Ralat atas Siaran Pers Nomor: KT.25/K.5/BKW II/KSA.02.01/B/08/2025 yang sebelumnya menyebutkan bahwa jenis burung hasil sitaan dan yang telah dilepasliarkan kembali adalah kacamata jawa (Zosterops flavus). Berdasarkan identifikasi lanjutan oleh tim BBKSDA NTT bersama para ahli, disimpulkan bahwa burung tersebut adalah kacamata laut (Zosterops chloris).
Kupang, 22 Agustus 2025
Balai Besar Konservasi Sumber Daya Alam (BBKSDA) Nusa Tenggara Timur menyampaikan ralat terhadap Siaran Pers Nomor: KT.25/K.5/BKW II/KSA.02.01/B/08/2025, yang sebelumnya menyebutkan bahwa jenis burung hasil sitaan dan yang telah dilepasliarkan kembali adalah kacamata jawa (Zosterops flavus). Berdasarkan hasil identifikasi lanjutan oleh tim teknis BBKSDA NTT bersama para ahli, dengan mempertimbangkan aspek morfologis dan distribusi geografis, maka jenis burung tersebut dinyatakan sebagai kacamata laut (Zosterops chloris).
Adapun pertimbangan identifikasi tersebut dijabarkan sebagai berikut:
- Paruh berwarna gelap, menyerupai karakteristik kacamata jawa, namun bukan ciri utama yang membedakan kedua jenis;
- Warna kekang atau area sekitar mata berwarna hitam pekat, yang merupakan ciri khas kacamata laut;
- Cincin putih di sekitar mata (kacamata) terlihat tebal dan mencolok, lebih sesuai dengan kacamata laut;
- Warna tunggir atau bagian belakang tubuh tampak lebih terang, mendukung identifikasi sebagai kacamata laut;
- Distribusi geografis juga menjadi faktor penting: kacamata jawa hanya ditemukan di Pulau Jawa dan Kalimantan, sedangkan kacamata laut memiliki sebaran yang luas termasuk di wilayah Nusa Tenggara Timur.

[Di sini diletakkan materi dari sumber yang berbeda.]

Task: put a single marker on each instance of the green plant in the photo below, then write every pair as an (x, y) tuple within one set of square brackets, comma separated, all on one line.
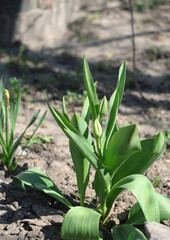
[(119, 158), (9, 108), (157, 181), (36, 140)]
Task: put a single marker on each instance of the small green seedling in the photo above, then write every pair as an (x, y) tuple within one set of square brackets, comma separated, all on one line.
[(9, 108), (157, 181), (119, 159)]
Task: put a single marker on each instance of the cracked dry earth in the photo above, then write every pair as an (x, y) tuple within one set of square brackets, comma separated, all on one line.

Dengan demikian, burung hasil sitaan yang telah dilepasliarkan adalah kacamata laut (Zosterops chloris), bukan kacamata jawa (Zosterops flavus) sebagaimana tertulis sebelumnya.

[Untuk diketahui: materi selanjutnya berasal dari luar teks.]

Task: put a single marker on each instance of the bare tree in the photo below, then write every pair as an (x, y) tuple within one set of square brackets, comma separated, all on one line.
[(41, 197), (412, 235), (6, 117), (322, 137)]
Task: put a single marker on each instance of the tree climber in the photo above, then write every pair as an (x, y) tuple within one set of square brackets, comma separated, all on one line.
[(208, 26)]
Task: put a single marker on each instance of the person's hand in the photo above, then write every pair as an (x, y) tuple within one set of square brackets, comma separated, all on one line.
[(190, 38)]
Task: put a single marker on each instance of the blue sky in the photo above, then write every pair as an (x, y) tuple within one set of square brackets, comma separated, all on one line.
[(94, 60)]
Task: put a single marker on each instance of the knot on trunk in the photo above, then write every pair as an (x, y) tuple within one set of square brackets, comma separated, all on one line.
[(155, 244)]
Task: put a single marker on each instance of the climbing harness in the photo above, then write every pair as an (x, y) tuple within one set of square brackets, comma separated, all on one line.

Meskipun kacamata laut tidak termasuk dalam daftar jenis satwa yang dilindungi menurut Peraturan Menteri Lingkungan Hidup dan Kehutanan Republik Indonesia Nomor P.106/MENLHK/SETJEN/KUM.1/12/2018, namun pemanfaatan dan peredarannya tetap tunduk pada ketentuan hukum yang berlaku. Merujuk pada Peraturan Pemerintah Nomor 8 Tahun 1999 tentang Pemanfaatan Jenis Tumbuhan dan Satwa Liar, khususnya:
- Pasal 63 ayat (1) dan (2), serta
- Pasal 64 ayat (2),
ditegaskan bahwa pengiriman atau pengangkutan tumbuhan dan/atau satwa liar yang tidak dilindungi tetap memerlukan dokumen resmi. Setiap tindakan pengiriman tanpa dokumen, penyimpangan dari syarat, ketidakpatuhan terhadap kewajiban, atau pemalsuan dokumen dapat dikenakan sanksi hukum. Pelanggaran terhadap ketentuan ini dapat dikategorikan sebagai tindak penyelundupan dan/atau percobaan perusakan lingkungan hidup.
Sanksi yang dapat dikenakan antara lain:
- Denda administratif paling banyak sebesar Rp250.000.000,- (dua ratus lima puluh juta rupiah);
- Pencabutan izin usaha yang bersangkutan; dan
- Tumbuhan dan satwa liar yang terlibat dalam pelanggaran tersebut dapat diperlakukan sama seperti jenis yang dilindungi, yakni DIRAMPAS UNTUK NEGARA.
Oleh karena itu, BBKSDA NTT mengimbau kepada seluruh masyarakat untuk tidak melakukan pengangkutan, perdagangan, atau kepemilikan satwa liar, baik yang dilindungi maupun tidak dilindungi, tanpa dokumen resmi, sebagai bentuk kepatuhan terhadap peraturan perundang-undangan dan komitmen bersama menjaga kelestarian keanekaragaman hayati.
Demikian siaran pers ini disampaikan sebagai bentuk komitmen terhadap akurasi data, transparansi informasi, dan penegakan hukum lingkungan hidup di wilayah Nusa Tenggara Timur. Atas kekeliruan sebelumnya, kami menyampaikan permohonan maaf, dan mengucapkan terima kasih atas perhatian dan dukungan semua pihak dalam upaya pelestarian alam dan satwa liar di Indonesia.